Il est vrai qu’elles n’ont pas le loisir de se livrer aux soins de la toilette, et que la coquetterie leur est inconnue. Le meilleur moyen de plaire à leurs seigneurs, pères ou maris, est de travailler sans relâche. Eux se réservent le labeur des champs ; ils sèment, ils moissonnent ; ici l’on cultive peu, et le sexe fort a la part belle, au détriment des esclaves à longue robe.

A Kichartab, sur la rive droite, où une pluie battante nous oblige à faire halte, un brave homme nous offre un abri sous le portail de sa maison. Dans l’attente d’une éclaircie, nous le questionnons ; il nous répond très-gentiment.

« Aksakal, lui dit-on, ne trouves-tu point que les nuits sont déjà bien froides, en ce mois de juin ?

— Non, car nous sommes accoutumés à supporter des hivers très-longs et très-rigoureux, et le chaud est notre ennemi.

— A quelle époque commence l’hiver ?

— En septembre, avec la chute des premières neiges ; puis, pendant quatre mois au moins, les communications sont interrompues entre les différents villages de la vallée. Aussi devons-nous faire assez de provisions pour attendre les beaux jours. »

Il nous montre des amas d’herbes, de bois, de broussailles, tels que nous en avons remarqué avant Kichartab.

« Tiens, voilà les préparatifs commencés ; c’est avec cela qu’on se chauffe, et, dans un but d’économie, ceux de même sang se réunissent au même foyer.

— Quelles sont vos occupations durant la mauvaise saison ? L’ennui ne vous prend-il point de vivre ainsi cloîtrés dans vos maisons ? Comment passez-vous votre journée ?

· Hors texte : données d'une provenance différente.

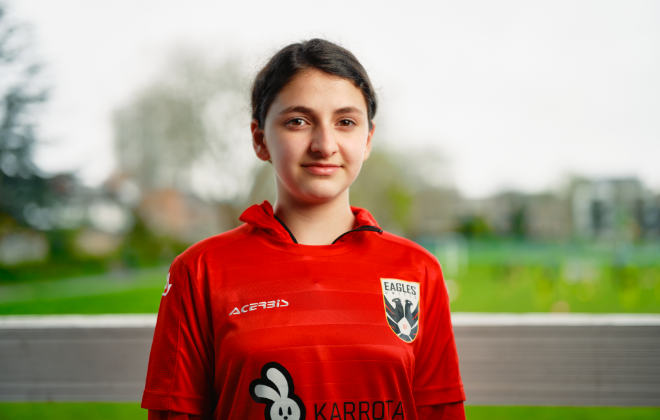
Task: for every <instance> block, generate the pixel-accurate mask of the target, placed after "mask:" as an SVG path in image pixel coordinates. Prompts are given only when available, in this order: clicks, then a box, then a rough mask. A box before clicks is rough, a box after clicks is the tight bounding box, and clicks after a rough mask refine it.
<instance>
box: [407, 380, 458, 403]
mask: <svg viewBox="0 0 660 420" xmlns="http://www.w3.org/2000/svg"><path fill="white" fill-rule="evenodd" d="M413 396H414V398H415V405H417V406H423V405H436V404H448V403H454V402H459V401H465V390H464V389H463V384H458V385H456V386H453V387H449V388H426V389H423V390H413Z"/></svg>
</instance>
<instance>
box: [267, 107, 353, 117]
mask: <svg viewBox="0 0 660 420" xmlns="http://www.w3.org/2000/svg"><path fill="white" fill-rule="evenodd" d="M292 112H300V113H301V114H312V113H314V111H313V110H312V109H311V108H307V107H306V106H301V105H295V106H290V107H288V108H284V109H283V110H282V111H280V113H279V114H280V115H284V114H289V113H292ZM353 112H354V113H357V114H364V113H363V112H362V110H361V109H359V108H355V107H353V106H345V107H343V108H339V109H336V110H335V112H334V114H350V113H353Z"/></svg>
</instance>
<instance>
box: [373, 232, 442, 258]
mask: <svg viewBox="0 0 660 420" xmlns="http://www.w3.org/2000/svg"><path fill="white" fill-rule="evenodd" d="M380 240H381V241H382V242H383V245H384V246H386V247H388V248H392V249H395V250H396V251H397V252H405V253H408V254H410V255H411V256H414V257H416V258H420V259H422V260H425V261H428V262H430V263H434V264H437V263H438V260H437V258H435V255H433V254H431V253H430V252H429V251H428V250H427V249H426V248H424V247H423V246H421V245H419V244H418V243H416V242H413V241H411V240H410V239H406V238H404V237H401V236H398V235H395V234H393V233H390V232H383V234H382V235H380Z"/></svg>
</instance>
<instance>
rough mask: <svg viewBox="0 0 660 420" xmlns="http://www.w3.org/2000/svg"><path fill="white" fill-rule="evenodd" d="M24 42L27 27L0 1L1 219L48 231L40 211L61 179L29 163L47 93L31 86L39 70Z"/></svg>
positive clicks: (0, 173)
mask: <svg viewBox="0 0 660 420" xmlns="http://www.w3.org/2000/svg"><path fill="white" fill-rule="evenodd" d="M27 41H28V37H27V31H26V28H25V27H24V26H21V25H18V24H16V23H14V22H12V21H11V19H10V17H9V16H8V15H7V7H6V6H5V4H3V3H0V218H2V219H3V220H5V221H6V220H7V219H10V220H14V221H16V222H18V223H19V224H22V225H31V226H32V227H36V228H40V229H48V228H50V227H51V220H50V219H49V217H47V214H46V212H44V209H45V208H47V207H48V206H51V205H52V204H53V203H54V202H55V201H57V198H58V196H59V195H60V191H59V190H61V187H63V186H64V185H63V184H62V183H63V182H64V183H66V179H65V178H66V177H60V178H56V179H53V178H48V177H47V176H46V175H45V174H44V173H43V172H42V171H41V170H40V169H39V168H38V167H37V166H36V165H35V163H34V160H33V152H34V148H35V146H36V145H37V137H36V133H35V126H36V123H35V121H34V118H33V117H34V113H35V110H36V107H37V106H39V105H40V104H42V103H43V102H44V101H45V100H46V96H47V95H46V92H45V90H44V89H42V88H40V87H38V86H36V76H37V75H38V73H39V70H40V66H39V65H38V64H36V63H34V62H33V60H32V59H30V58H29V57H28V52H29V48H28V45H27Z"/></svg>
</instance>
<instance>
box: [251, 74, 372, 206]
mask: <svg viewBox="0 0 660 420" xmlns="http://www.w3.org/2000/svg"><path fill="white" fill-rule="evenodd" d="M251 128H252V139H253V146H254V149H255V152H256V153H257V156H258V157H259V158H260V159H262V160H269V159H270V160H271V161H272V163H273V167H274V169H275V173H276V175H277V194H278V201H280V200H281V199H284V200H287V201H288V200H294V201H297V202H299V203H301V204H320V203H326V202H329V201H332V200H334V199H336V198H338V197H341V196H344V195H345V198H347V194H348V187H349V186H350V185H351V184H352V183H353V181H354V180H355V178H356V177H357V176H358V173H359V172H360V168H361V167H362V162H364V161H365V160H366V159H367V157H368V156H369V152H370V150H371V138H372V136H373V133H374V129H373V128H372V129H371V130H370V129H369V119H368V114H367V104H366V101H365V99H364V96H363V95H362V92H361V91H360V90H359V89H358V88H356V87H355V86H354V85H353V83H352V82H351V81H349V80H346V79H342V78H339V77H336V76H330V75H327V74H325V73H323V72H321V71H319V70H308V71H306V72H304V73H302V74H300V75H298V76H296V77H295V78H294V79H293V80H292V81H291V82H289V84H288V85H286V86H285V87H284V89H282V91H281V92H280V93H279V95H278V96H277V98H276V99H275V101H274V102H273V103H272V105H271V106H270V109H269V110H268V112H267V115H266V120H265V121H264V128H263V129H259V127H258V124H257V122H256V120H255V121H253V122H252V126H251Z"/></svg>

— Au réveil, le premier travail est d’enlever la neige qui s’est accumulée pendant la nuit dans les petits sentiers reliant nos demeures entre elles ; puis on débarrasse les toits qu’un surcroît de charge pourrait rompre. Les hommes se rendent ensuite à l’appel du mollah, et la première prière est d’abord dite en commun.